Small they may be but the Indian SMB (small and midsize business) segment plays a key role in driving the country's industrial development, according to industry watchers.
Although SMBs have a critical impact on promoting entrepreneurship and employment generation in the country, IT adoption among them is still relatively low, Rajdeep Sahrawat, Nasscom's vice president, said in an e-mail interview. He noted that in terms of employment creation, this sector is second only to agriculture, employing about 14 million people.
According to Sahrawat, there are some 3 million SMBs in India, accounting for 50 percent of private sector employment, and between 30 and 40 percent of value-addition in manufacturing. SMBs contribute almost 50 percent of industrial output and 42 percent of India's total exports, he added.
Compared to their global peers, however, these businesses, which constitute more than 80 percent of India's total number of industrial enterprises, are still at a relatively basic level in terms of the use and deployment of IT, he said.
Manish Bahl, manager of custom research at Springboard Research, said although SMBs contribute around 60 percent to the country's total GDP (gross domestic product), their spending on IT accounts for 35 percent of India's overall IT spending.
"This highlights the huge potential growth opportunities for vendors in the years to come," Bahl said in an e-mail interview.
He added that the level of technology adoption among India's small businesses (SBs), with up to 99 employees, differs from that of midsize businesses (MBs) with 100 to 999 employees. "While SBs are aggressively investing in the basic computing infrastructure, MBs are looking at boosting their IT infrastructure for increased revenue growth and competitiveness," he said.
However, heightened competition--both locally and abroad--and a market structure that is increasingly becoming customer-oriented have resulted in a rise in IT spending among some Indian MBs.
Manish Bahl, manager of custom research, Springboard Research
Bahl explained: "As a result, the demand for IT is witnessing a gradual transformation from hardware to a solution-oriented portfolio, as matured companies have started looking for enterprise applications such as enterprise resource planning (ERP) and customer resource management (CRM).
"One interesting trend that has taken momentum is the demand for customized solutions by SMBs.
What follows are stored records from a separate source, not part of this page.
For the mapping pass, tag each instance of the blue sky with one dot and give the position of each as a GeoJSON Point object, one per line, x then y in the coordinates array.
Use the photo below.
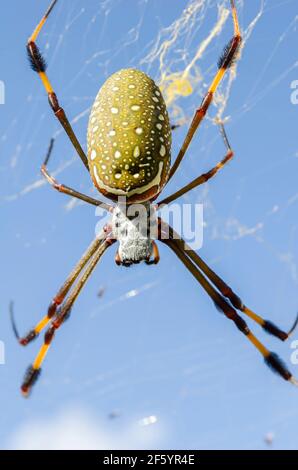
{"type": "Point", "coordinates": [153, 344]}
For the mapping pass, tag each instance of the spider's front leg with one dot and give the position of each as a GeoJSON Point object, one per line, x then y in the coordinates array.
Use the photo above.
{"type": "Point", "coordinates": [61, 315]}
{"type": "Point", "coordinates": [226, 60]}
{"type": "Point", "coordinates": [61, 294]}
{"type": "Point", "coordinates": [62, 188]}
{"type": "Point", "coordinates": [38, 64]}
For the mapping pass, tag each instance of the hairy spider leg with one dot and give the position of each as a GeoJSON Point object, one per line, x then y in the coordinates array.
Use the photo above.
{"type": "Point", "coordinates": [226, 60]}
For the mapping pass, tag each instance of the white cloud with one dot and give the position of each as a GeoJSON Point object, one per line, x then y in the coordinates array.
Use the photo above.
{"type": "Point", "coordinates": [77, 429]}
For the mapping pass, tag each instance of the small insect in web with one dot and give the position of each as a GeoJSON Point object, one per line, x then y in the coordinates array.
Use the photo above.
{"type": "Point", "coordinates": [128, 158]}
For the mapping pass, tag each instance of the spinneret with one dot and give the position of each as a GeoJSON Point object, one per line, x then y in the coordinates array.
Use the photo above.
{"type": "Point", "coordinates": [129, 138]}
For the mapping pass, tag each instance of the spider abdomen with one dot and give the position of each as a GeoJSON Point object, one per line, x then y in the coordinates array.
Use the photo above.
{"type": "Point", "coordinates": [129, 138]}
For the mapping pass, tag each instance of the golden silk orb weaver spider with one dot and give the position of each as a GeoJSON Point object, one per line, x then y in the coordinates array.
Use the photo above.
{"type": "Point", "coordinates": [129, 147]}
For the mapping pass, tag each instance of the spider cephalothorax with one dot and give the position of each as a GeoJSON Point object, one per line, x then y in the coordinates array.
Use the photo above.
{"type": "Point", "coordinates": [135, 228]}
{"type": "Point", "coordinates": [129, 148]}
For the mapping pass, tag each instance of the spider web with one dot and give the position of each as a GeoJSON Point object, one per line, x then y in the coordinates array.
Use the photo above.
{"type": "Point", "coordinates": [248, 209]}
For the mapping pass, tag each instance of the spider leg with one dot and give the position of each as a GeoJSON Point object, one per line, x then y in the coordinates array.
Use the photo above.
{"type": "Point", "coordinates": [61, 315]}
{"type": "Point", "coordinates": [38, 65]}
{"type": "Point", "coordinates": [226, 60]}
{"type": "Point", "coordinates": [66, 189]}
{"type": "Point", "coordinates": [227, 292]}
{"type": "Point", "coordinates": [60, 296]}
{"type": "Point", "coordinates": [271, 359]}
{"type": "Point", "coordinates": [205, 176]}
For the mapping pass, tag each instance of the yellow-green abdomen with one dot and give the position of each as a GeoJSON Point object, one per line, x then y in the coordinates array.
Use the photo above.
{"type": "Point", "coordinates": [129, 138]}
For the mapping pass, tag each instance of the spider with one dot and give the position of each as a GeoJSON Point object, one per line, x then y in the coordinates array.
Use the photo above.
{"type": "Point", "coordinates": [129, 151]}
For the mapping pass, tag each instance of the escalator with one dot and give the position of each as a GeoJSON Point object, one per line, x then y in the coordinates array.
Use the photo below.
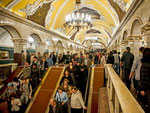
{"type": "Point", "coordinates": [46, 90]}
{"type": "Point", "coordinates": [16, 73]}
{"type": "Point", "coordinates": [96, 82]}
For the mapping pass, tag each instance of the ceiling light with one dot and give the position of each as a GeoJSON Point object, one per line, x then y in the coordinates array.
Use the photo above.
{"type": "Point", "coordinates": [78, 19]}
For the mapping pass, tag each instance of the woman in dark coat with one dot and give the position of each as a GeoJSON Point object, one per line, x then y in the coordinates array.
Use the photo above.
{"type": "Point", "coordinates": [53, 107]}
{"type": "Point", "coordinates": [145, 79]}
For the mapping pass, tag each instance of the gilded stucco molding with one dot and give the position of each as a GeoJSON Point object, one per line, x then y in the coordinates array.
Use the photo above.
{"type": "Point", "coordinates": [30, 9]}
{"type": "Point", "coordinates": [126, 18]}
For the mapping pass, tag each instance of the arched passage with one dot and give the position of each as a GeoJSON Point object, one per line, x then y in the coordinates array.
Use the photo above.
{"type": "Point", "coordinates": [136, 26]}
{"type": "Point", "coordinates": [35, 44]}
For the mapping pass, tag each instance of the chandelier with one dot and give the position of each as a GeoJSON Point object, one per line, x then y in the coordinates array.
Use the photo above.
{"type": "Point", "coordinates": [91, 38]}
{"type": "Point", "coordinates": [78, 19]}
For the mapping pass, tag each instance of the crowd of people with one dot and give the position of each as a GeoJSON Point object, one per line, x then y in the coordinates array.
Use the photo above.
{"type": "Point", "coordinates": [136, 70]}
{"type": "Point", "coordinates": [69, 97]}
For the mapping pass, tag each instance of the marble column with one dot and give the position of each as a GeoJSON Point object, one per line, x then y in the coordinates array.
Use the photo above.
{"type": "Point", "coordinates": [19, 45]}
{"type": "Point", "coordinates": [146, 33]}
{"type": "Point", "coordinates": [123, 45]}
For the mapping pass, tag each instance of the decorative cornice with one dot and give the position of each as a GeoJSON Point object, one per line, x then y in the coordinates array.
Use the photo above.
{"type": "Point", "coordinates": [12, 4]}
{"type": "Point", "coordinates": [145, 28]}
{"type": "Point", "coordinates": [27, 22]}
{"type": "Point", "coordinates": [132, 9]}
Today, enterprises look for products and solutions specifically designed to meet both their and their customers' needs," he said.
According to Nasscom's Sahrawat, while IT investments by Indian SMBs have been growing steadily, their IT deployments are often not aligned with their critical business processes. This, he said, leads to a general dissatisfaction over the returns on investment of their IT purchases.
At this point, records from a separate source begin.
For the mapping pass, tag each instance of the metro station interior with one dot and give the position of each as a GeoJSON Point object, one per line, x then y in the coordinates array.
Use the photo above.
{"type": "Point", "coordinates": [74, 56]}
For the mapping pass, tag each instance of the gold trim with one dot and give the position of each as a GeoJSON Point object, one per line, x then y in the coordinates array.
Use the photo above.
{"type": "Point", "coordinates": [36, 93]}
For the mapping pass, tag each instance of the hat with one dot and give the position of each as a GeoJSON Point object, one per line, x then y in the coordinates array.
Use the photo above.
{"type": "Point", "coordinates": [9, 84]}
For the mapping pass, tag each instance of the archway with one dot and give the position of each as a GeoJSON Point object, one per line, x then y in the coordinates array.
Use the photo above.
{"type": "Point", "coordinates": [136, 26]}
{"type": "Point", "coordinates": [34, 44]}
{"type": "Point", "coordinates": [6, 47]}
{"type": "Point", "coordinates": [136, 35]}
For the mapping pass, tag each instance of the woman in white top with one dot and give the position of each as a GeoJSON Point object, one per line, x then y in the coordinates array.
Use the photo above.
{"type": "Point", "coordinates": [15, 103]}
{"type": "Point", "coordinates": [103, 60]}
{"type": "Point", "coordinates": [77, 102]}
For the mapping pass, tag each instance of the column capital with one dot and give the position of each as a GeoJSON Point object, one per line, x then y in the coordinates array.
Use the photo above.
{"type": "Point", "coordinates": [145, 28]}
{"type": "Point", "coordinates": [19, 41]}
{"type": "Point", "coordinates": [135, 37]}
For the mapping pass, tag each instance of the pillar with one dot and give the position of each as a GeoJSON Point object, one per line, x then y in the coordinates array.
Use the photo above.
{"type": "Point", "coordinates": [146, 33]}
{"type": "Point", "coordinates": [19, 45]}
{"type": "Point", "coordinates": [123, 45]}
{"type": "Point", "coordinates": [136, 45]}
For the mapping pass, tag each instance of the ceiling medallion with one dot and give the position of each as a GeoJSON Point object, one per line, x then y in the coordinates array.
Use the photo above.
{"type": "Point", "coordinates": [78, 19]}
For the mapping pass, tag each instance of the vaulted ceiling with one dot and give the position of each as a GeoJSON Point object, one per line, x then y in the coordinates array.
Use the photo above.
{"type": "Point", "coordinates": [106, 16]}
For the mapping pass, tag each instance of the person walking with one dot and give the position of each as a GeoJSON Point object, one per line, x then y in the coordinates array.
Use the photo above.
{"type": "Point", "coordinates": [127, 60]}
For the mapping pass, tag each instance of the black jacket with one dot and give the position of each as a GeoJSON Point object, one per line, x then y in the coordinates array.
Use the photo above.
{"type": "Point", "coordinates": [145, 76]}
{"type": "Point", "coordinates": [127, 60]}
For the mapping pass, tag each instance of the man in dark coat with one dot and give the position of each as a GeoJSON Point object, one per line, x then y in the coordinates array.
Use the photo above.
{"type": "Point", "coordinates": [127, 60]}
"Therefore, the appropriateness of IT adoption is more relevant rather than merely the quantum of IT investment," he noted.
Vertical SMB approach
Nasscom, which is India's trade body and chamber of commerce for the IT-business process outsourcing industry, runs an initiative called Cluster Development Program, that aims to increase IT adoption among SMBs across vertical industries. The program is part of Nasscom's Domestic IT Market Development Initiative.
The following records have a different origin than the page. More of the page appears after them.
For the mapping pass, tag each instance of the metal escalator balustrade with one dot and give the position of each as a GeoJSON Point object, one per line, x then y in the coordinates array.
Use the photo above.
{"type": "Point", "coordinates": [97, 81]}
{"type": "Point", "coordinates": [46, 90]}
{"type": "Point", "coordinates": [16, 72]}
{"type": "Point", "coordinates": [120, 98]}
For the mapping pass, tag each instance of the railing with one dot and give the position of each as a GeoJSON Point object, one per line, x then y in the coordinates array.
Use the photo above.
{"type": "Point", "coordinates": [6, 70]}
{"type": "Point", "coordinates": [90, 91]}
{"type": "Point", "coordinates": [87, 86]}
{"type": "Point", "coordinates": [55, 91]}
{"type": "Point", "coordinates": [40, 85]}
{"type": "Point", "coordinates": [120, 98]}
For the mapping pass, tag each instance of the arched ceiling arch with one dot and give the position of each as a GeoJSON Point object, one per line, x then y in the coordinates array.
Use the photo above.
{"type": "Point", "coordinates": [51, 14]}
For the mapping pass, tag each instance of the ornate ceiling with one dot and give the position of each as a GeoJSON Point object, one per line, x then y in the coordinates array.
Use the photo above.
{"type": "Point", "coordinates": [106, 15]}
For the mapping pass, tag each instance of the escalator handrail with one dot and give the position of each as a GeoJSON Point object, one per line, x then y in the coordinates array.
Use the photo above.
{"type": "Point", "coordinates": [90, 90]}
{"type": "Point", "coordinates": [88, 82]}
"Given the huge heterogeneity of this segment, it is important that the right clusters are identified so that early successes can provide a 'lighthouse' effect", Sahrawat explained. "It is equally important that before designing any recommendations for a cluster, the business characteristics and IT adoption challenges of each cluster are well understood."
Nasscom's current initiatives also involve the auto-component clusters in Pune, Chennai, and India's National Capital Region, a general manufacturing cluster in Hyderabad, and an engineering cluster in Jamshedpur.
"Nasscom is also championing technologies like SaaS (software as a service) and cloud computing, to provide affordable IT solutions for the Indian SMB sector," said Sahrawat.
He noted while India's government is cognizant about the need to increase the competitiveness among Indian SMBs through enhanced technology adoption, it does not have specific initiatives for increasing IT adoption in this business segment.
Given the relatively poor understanding of India's SMBs about the value of IT adoption, and their lack of knowledge on how to go about deploying such initiatives, Sahrawat suggested some ways in which the government could help SMBs in this area, including:
- impress awareness that IT investment and related policies will enhance the productivity of individuals and firms;
- create an escrow fund with tax money that an SMB can withdraw only for new skill building and skill upgrading programs;
- establish a fund for enabling investments in IT by SMBs, similar to India's Technology Upgradation Fund (TUF) established for the textile industry;
- provide special benefits by way of reduction in import tariffs, low interest loans, among others, for Indian firms that are innovative and have a focus on the domestic market; and
- enhance capacity building for IT skills in the vocational education institutions.